Friday, September 20, 2019, was Global Climate
Strike Day. The movement – Fridays for Future - was launched by 16-year-old
Swedish student Greta Thurnberg in 2018. It has now spread to 150 countries, from
Afghanistan to Zimbabwe. Students around the world are embracing the idea of “striking”
from school on specific Fridays in coming years to demand action.
On Friday,
Greta spoke to the thousands of “strikers”

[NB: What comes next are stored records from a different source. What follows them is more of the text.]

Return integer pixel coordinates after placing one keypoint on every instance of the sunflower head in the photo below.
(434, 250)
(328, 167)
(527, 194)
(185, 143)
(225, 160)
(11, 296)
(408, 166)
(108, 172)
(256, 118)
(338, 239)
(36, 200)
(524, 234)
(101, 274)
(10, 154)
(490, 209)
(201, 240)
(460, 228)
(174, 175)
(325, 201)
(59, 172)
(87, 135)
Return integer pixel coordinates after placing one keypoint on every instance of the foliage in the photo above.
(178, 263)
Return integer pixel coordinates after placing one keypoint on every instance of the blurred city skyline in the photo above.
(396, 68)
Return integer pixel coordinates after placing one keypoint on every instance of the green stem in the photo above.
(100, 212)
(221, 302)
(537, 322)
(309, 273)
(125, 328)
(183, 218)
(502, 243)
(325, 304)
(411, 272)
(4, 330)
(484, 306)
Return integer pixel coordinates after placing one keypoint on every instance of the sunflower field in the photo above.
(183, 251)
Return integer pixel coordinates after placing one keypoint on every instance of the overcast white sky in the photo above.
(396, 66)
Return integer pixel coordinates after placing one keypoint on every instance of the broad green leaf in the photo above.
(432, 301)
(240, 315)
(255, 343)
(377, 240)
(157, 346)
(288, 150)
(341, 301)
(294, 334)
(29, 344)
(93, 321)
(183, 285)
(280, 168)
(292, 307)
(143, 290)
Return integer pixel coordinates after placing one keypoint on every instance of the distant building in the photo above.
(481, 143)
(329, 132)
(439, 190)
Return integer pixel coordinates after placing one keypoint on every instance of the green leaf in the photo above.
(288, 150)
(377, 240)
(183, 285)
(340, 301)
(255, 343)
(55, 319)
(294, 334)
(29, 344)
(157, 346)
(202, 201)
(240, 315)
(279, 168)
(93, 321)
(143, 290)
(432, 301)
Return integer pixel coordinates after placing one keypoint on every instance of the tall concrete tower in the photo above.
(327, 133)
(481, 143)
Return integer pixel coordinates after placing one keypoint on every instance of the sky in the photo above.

in New York City. She had disembarked in Lower Manhattan on August 28 after 15
days of sailing across the Atlantic on an emission-free yacht that prominently displayed
the Twitter hashtag “#FridaysForFuture.” She is scheduled to address world
leaders at the United Nations Climate Action Summit on 23rd
September.
This is what she said to New Yorkers on Friday, September 20:
“This is
an emergency. Our house is on fire. We will do everything in our power to stop
this crisis from getting worse … Why should we study for a future that is being
taken away from us. That is being sold for profit … Everywhere I have been, the
situation is more or less same. The people in power, their beautiful words are
the same. The number of politicians and celebrities who want to take selfies with us
are the same. The empty promises are the same. The lies are the same, and the
inaction is the same. The eyes of the world will be on the world leaders at the
climate summit on Monday for the U.N. Climate Summit. They have a chance to
prove that they too are united behind the science, they have a chance to take
leadership, to prove they actually hear us. It should not be that way. We
should not be the ones who are fighting for the future, and yet here we are. We
demand a safe future. Is that really too much to ask?”
I am a
teacher, not a student, but I was there along with mothers, fathers and
grandparents, in my hometown of San Jose, California - over a thousand of us - to
participate in this protest march against greedy and clueless politicians in
the pockets of fossil fuel industries who have been plundering the earth to
extinction. We assembled outside the Diridon Railway station in downtown San Jose and then marched
along Santa Clara Street to City Hall about a mile away, chanting, singing, and
erupting in wild cheers when cars and buses passing us honked in support.
“Hey Hey, Ho Ho, Fossil Fuel’s Got to Go.”
“Planet Over Profit.”
“What Do We Want? Planet Justice!” “When Do We Want? Now!”
“Whose Streets? Our Streets!”
“One, Two, Three, Four! Planet’s What We’re Fighting For!”
“Hey Hey, Ho Ho, Fossil Fuel’s Got to Go.”
“Planet Over Profit.”
“What Do We Want? Planet Justice!” “When Do We Want? Now!”
“Whose Streets? Our Streets!”
“One, Two, Three, Four! Planet’s What We’re Fighting For!”
Posters
tell the story better than words. What was so remarkable was how animated
everyone was. Most were students but girls outnumbered boys by almost 10:1. That
the earth is in danger of extinction, along with humanity and all the flora and
fauna, is a truth no one can escape, certainly not through the same damn lies we
have been hearing time and again from politicians, hypocrites and leaders blind
to scientific evidence.
My
pictures give only a glimpse into the thousand of us who marched under a hot
sun in San Jose, joining our fellow “strikers” across the globe, to demand that
we reverse the threat of catastrophic climate change that is choking the life out
of Mother Earth, the planet we love and the only home we know.